Com a oficialização, as principais mudanças ocorrem na organização do Centro Macrorregional de Referência em TEA, que desenvolverá um trabalho de matriciamento, contando com profissionais como assistente social, psicopedagogo, terapeuta ocupacional, psicólogo e neurologista. Esses profissionais irão desenvolver ações de encaminhamento, estruturação e formações não somente para Pelotas, mas para os demais municípios pertencentes à macrorregião. O acolhimento, os encaminhamentos e a troca de informações dentro dessa rede possibilitarão às famílias mais qualidade e agilidade no atendimento.
Outros Centros Macrorregionais
Além de Pelotas, que representa a macrorregião Sul, as macrorregiões dos Vales e Missioneira também tornam-se referências. Nos Vales a sede escolhida foi a cidade de Cachoeira do Sul, a qual será responsável por coordenar ações em 62 municipios. Atualmente com atividades ministradas no Caps e na Apae da cidade, com a implantação do projeto um novo centro passará a funcionar em uma unidade de saúde, que passa por reformas. Já na macroregião Missioneira, o município de Santa Rosa atende atualmente mais quatro cidades da região e conta com um espaço especializado em reabilitação vinculado à fundação. Com o TEAcolhe a cidade ganha um novo local, onde irá ocorrer o matriciamento e a orientação de outros 79 municípios.
Na cerimônia foi lançado também o segundo edital para seleção de propostas para a implantação de centro microrregional de referência nas macrorregiões de saúde Centro-Oeste, Metropolitana, Serra e Norte e de centros regionais de referência em TEA nas 30 regiões de saúde.
Ciptea
Lançada no início deste mês, as primeiras Carteiras de Identificação da Pessoa com Transtorno do Espectro do Autismo (Ciptea) também foram entregues na tarde de ontem. Por iniciativa da Fundação de Articulação e Desenvolvimento de Políticas Públicas para PcD e PcAH no Rio Grande do Sul (Faders), o documento atende à Lei Federal 13.977/2020, conhecida como Lei Romeo Mion e objetiva garantir atenção integral, pronto atendimento e prioridade no atendimento e no acesso aos serviços públicos e privados, em especial nas áreas de saúde, educação e assistência social.

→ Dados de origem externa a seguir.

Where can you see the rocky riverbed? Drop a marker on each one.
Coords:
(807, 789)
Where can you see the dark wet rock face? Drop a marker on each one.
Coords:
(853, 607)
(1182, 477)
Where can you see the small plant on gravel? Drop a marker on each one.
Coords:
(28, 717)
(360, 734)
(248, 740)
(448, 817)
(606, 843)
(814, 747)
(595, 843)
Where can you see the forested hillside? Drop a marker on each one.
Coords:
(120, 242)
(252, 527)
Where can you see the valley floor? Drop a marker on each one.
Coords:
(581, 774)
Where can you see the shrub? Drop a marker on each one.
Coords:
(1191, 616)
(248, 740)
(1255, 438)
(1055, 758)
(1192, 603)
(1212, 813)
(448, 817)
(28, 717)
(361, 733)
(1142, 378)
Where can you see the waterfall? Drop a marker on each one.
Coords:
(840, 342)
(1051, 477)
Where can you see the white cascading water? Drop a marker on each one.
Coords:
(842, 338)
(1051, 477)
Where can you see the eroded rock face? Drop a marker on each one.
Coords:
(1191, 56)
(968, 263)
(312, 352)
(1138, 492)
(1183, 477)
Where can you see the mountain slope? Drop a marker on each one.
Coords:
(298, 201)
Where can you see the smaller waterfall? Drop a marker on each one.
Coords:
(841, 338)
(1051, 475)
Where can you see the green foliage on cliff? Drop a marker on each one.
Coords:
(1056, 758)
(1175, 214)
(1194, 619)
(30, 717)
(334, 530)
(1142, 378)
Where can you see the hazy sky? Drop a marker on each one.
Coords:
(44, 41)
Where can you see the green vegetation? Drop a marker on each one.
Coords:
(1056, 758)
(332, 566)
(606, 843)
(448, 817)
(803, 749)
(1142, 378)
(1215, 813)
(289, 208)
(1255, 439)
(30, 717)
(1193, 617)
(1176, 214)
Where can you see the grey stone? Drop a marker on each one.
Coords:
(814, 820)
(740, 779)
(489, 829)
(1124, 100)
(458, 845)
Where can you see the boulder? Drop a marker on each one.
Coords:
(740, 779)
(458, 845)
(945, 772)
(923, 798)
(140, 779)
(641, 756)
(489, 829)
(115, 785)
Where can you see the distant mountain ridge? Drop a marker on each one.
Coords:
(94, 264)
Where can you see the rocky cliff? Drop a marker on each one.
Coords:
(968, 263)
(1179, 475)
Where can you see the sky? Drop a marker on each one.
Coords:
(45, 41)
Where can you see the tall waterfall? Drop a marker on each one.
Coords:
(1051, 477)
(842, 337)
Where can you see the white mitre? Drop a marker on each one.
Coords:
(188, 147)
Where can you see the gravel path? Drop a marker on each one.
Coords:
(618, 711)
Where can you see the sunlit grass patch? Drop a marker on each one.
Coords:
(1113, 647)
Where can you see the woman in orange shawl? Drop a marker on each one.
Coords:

Segundo o presidente da Faders, Marquinho Lang, a partir deste lançamento começará o processo de envio das carteiras de quem já preencheu o formulário. Desde que foi lançada, no último dia 18 de junho, foram recebidas mais de mil documentações de gaúchos com autismo para fazer a Ciptea. As carteiras passarão a ser enviadas a partir da próxima semana para os locais informados no formulário. No caso de Pelotas, o documento deve ser retirado na Associação de Amigos, Mães, Pais de Autistas e Relacionados com Enfoque Holístico (Amparho), na rua Senador Mendonça, 151.